On March 24, House Speaker Terrance Carroll introduced House Bill 1326, a ballot initiative reform bill that also moved the deadline to withdraw a measure from the ballot.
That aspect of Carroll’s bill mirrored Waller’s 60-day deadline prior to an election — and, thus, Waller’s bill was no longer pertinent. It died in committee on March 26.
Was this an unusual session — or majority rules politics as usual?
Majority Party Communications Director Katie Reinisch says it was business as usual.
“It’s not unusual for the majority party to ask that a co-sponsor be added to a bill,” said Reinisch. “I think this is pretty SOP (standard operating procedure).”

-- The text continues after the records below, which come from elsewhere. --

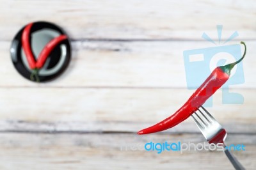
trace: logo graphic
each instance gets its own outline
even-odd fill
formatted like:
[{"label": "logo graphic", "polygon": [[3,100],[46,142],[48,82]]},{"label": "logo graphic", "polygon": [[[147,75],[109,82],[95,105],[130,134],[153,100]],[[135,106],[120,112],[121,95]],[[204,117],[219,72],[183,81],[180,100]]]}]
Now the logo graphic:
[{"label": "logo graphic", "polygon": [[[235,31],[222,45],[220,45],[222,26],[217,26],[217,31],[219,46],[188,50],[183,52],[187,86],[189,89],[198,88],[216,66],[233,63],[241,58],[240,45],[224,45],[237,36],[238,33]],[[216,45],[216,42],[205,33],[202,35],[202,38]],[[235,66],[229,80],[221,88],[222,103],[224,104],[242,104],[244,102],[243,97],[241,94],[228,91],[230,85],[244,82],[242,62]],[[212,107],[212,97],[209,98],[204,105]]]},{"label": "logo graphic", "polygon": [[47,81],[60,75],[71,56],[66,34],[46,22],[30,23],[21,29],[12,41],[10,52],[16,70],[35,82]]}]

Reinisch said that although this might surprise a freshman legislator such as Nikkel, it’s the same practice used by Republicans when they held majorities under Gov. Bill Owens.
“We’re much nicer — and much fairer!” Reinisch said.
“As a minority party legislator, you stand a better chance of having your bill passed if it’s co-sponsored by a member of the majority party,” she said.
For example, Reinisch said, Reps. Sara Gagliardi, D-Arvada, and Spencer Swalm, R-Centennial, had both proposed bills to lower the age limit for blood donors.
Swalm wound up as prime co-sponsor on Gagliardi’s House Bill 1023, which lowered the age from 18 years to 16 years with parental consent.
“They worked together!” exclaimed Reinisch.
As for the Apuan critics, Reinisch said she’s tired of seeing the “majority party’s favorite freshman legislator being attacked.”
“El Paso County Republicans are just mad because Representative Apuan won the seat from them,” said Reinisch.